Is this too harsh? Perhaps for some organizations it is; but I think it might bring relief to all leaders to remember to put things in their context. Winston Churchill did this so well in his famous “Never give in” speech which I have excerpted below:

  • But we must learn to be equally good at what is short and sharp and what is long and tough…. 
  • Never give in. Never give in. Never, never, never, never--in nothing, great or small, large or petty--never give in, except to convictions of honor and good sense…..
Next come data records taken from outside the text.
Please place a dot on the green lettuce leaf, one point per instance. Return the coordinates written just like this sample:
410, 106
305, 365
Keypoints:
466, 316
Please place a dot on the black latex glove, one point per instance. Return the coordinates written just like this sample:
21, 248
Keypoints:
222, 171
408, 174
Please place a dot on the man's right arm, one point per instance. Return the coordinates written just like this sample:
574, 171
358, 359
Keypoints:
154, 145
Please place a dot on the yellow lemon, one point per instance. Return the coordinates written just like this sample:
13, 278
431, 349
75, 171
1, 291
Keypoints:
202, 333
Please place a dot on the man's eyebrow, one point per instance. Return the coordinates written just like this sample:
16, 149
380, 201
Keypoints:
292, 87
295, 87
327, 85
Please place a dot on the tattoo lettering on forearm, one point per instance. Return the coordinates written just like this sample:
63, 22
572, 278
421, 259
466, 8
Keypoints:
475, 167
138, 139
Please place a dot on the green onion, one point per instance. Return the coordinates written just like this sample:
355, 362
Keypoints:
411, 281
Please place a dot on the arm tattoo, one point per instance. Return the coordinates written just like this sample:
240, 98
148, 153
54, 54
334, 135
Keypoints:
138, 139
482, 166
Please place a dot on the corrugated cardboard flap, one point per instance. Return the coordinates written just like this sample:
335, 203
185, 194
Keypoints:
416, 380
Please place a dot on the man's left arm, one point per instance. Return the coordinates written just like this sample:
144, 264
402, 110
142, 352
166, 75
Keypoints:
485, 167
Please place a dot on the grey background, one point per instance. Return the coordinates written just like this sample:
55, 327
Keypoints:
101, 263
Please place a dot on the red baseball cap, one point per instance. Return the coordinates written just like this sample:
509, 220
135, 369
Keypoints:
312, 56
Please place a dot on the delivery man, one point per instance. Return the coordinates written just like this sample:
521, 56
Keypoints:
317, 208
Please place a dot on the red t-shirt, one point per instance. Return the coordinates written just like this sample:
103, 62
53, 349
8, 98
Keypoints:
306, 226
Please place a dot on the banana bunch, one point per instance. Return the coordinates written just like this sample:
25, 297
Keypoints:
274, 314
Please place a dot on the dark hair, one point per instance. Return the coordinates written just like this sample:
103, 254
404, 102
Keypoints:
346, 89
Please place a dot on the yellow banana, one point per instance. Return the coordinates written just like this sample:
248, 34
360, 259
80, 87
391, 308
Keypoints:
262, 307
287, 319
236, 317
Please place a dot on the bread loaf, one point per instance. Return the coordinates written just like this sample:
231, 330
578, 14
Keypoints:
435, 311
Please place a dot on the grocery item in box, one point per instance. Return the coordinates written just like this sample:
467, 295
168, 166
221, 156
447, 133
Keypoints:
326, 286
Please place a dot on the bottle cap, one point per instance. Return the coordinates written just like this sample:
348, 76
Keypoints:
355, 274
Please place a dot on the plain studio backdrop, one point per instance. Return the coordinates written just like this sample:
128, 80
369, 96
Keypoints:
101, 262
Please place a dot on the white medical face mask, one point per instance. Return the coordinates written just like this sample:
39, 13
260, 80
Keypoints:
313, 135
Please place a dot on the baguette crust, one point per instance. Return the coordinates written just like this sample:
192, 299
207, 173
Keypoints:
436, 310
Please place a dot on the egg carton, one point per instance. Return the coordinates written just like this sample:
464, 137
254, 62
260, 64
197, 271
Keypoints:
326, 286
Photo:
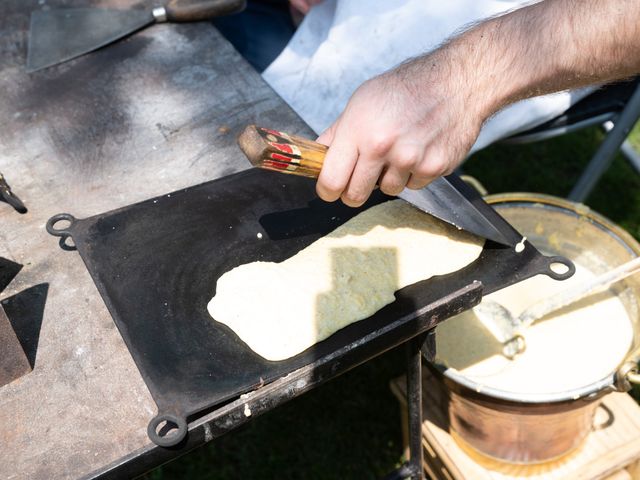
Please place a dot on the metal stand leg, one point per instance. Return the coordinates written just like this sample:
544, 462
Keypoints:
604, 156
413, 467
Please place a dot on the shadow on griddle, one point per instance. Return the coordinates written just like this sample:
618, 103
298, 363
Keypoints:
318, 218
24, 311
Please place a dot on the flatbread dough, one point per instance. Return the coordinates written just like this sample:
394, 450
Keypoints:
571, 348
281, 309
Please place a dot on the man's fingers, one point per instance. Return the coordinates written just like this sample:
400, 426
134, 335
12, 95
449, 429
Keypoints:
393, 181
326, 137
337, 168
416, 183
363, 180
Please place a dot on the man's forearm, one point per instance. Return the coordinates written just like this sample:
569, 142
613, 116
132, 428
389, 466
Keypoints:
547, 47
418, 121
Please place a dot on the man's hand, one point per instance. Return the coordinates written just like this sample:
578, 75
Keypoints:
303, 6
403, 128
418, 121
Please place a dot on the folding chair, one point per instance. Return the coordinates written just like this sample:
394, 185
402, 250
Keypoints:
617, 108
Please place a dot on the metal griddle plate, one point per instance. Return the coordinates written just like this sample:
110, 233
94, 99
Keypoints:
156, 264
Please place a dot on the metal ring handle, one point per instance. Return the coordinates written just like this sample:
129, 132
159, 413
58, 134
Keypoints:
174, 437
60, 232
571, 268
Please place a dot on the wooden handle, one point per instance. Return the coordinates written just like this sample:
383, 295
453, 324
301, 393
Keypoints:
196, 10
273, 150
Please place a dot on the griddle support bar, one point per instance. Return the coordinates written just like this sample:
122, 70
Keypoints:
412, 468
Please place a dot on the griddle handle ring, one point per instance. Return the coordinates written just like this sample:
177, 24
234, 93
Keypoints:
60, 232
571, 268
63, 233
174, 437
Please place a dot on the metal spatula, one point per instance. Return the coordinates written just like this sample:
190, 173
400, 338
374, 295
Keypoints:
448, 198
510, 329
56, 36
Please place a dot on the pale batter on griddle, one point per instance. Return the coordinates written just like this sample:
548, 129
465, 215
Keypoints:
281, 309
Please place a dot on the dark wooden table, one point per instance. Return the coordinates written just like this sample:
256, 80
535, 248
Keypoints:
151, 114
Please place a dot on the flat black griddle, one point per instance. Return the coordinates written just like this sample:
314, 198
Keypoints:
156, 264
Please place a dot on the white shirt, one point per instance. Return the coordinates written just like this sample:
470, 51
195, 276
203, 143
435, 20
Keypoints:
342, 43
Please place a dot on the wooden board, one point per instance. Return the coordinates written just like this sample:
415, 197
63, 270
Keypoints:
611, 451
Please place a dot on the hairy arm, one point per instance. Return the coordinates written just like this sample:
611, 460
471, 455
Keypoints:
419, 120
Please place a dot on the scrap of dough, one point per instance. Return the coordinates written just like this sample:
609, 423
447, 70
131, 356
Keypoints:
281, 309
571, 348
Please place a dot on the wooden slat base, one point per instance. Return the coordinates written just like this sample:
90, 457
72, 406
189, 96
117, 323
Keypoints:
611, 451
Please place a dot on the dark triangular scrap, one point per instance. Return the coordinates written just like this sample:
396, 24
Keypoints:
8, 271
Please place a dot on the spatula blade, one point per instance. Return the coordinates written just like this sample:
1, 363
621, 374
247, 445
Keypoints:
452, 200
56, 36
  • Do not let us speak of darker days: let us speak rather of sterner days. These are not dark days; these are great days…..and we must all thank God that we have been allowed, each of us according to our stations, to play a part in making these days memorable….
Some time ago we wrote an article that was published about an association that showed this courage—“Be Sure You’re Right, then Go Ahead.” This type of courage is inspiring and could well make the difference between looking back at this time as the time when your association ceased to exist, as opposed to the time when your organization’s leadership proved they truly cared.